Just days after playing in the NCAA tournament, Oscar Frayer, a forward on the men's basketball team at Grand Canyon University, died Tuesday in a vehicle accident near Lodi, California, the school's athletics department said Thursday.
Frayer, 23, his older sister Andrea Moore, and a friend died in the crash, the Antelopes' athletics department said. The third person was not identified yet by the San Joaquin County Coroner's Office, according to the athletics department.
Grand Canyon, seeded 15th in the NCAA tournament, lost to No. 2 seed Iowa in the round of 64 on Saturday in Indianapolis, Indiana. Frayer scored eight points in his final game. This was Grand Canyon's first men's NCAA tournament appearance.
After the game, Frayer tweeted, "I bleed purple FOREVER!!!! THANK YOU LOPE NATION for the last 5 years..it's been nothing less than amazing..from President Mueller, to our coaching staff, to my brothers who I compete with everyday..it's love FOREVER. 4 Gone"
His dad died in a car accident
A redshirt senior from Oakland, California, Frayer was the son of Oscar Frayer and Bionca Sparrow. The elder Oscar Frayer died in a car accident when young Oscar was 7, according to a story on the athletics department website.
Frayer graduated from Moreau Catholic High School in Hayward, California. After logging a career-high 30 starts as a junior, Frayer was academically ineligible in the 2019-2020 season. But he had the opportunity to return for the Lopes to play one final season, starting 24 games, and graduating with a degree in communications. He was to walk at commencement next month.
"We love O," Grand Canyon head coach Bryce Drew said. "He was the heartbeat of our team with his vibrant, energetic personality.
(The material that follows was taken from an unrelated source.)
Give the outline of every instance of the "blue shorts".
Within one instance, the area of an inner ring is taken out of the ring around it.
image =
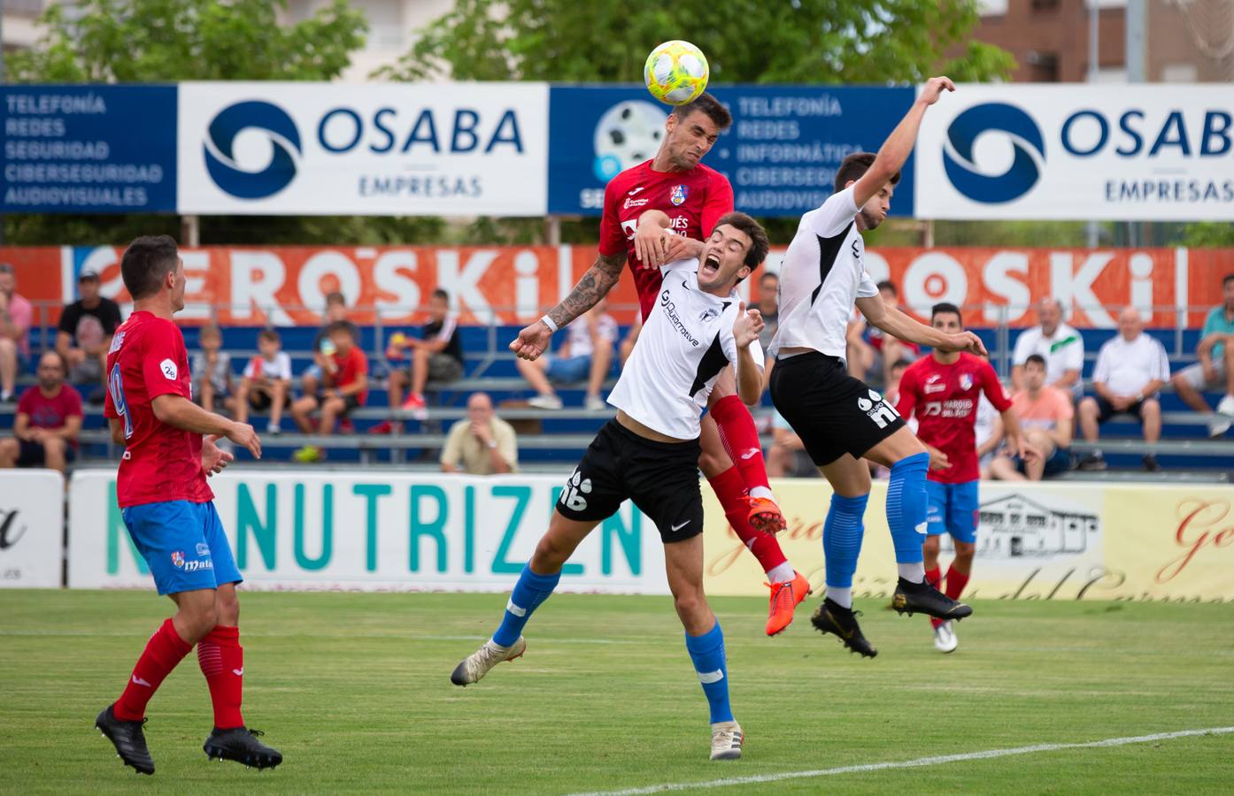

I cannot put into words the hurt and sadness we all feel, but we know he is in heaven and that gives us great joy to know we will be together again."
Frayer averaged 6.6 points per game this season and 8 points per game in his collegiate career.
"On the court, Oscar was known as the 'High Flyer' and will be remembered for his soaring dunks, tenacious defense and game-changing blocked shots," the university said in a statement. "Off the court, he will be remembered for his infectious smile, energetic spirit and caring soul that made him one of the most well-liked students on campus."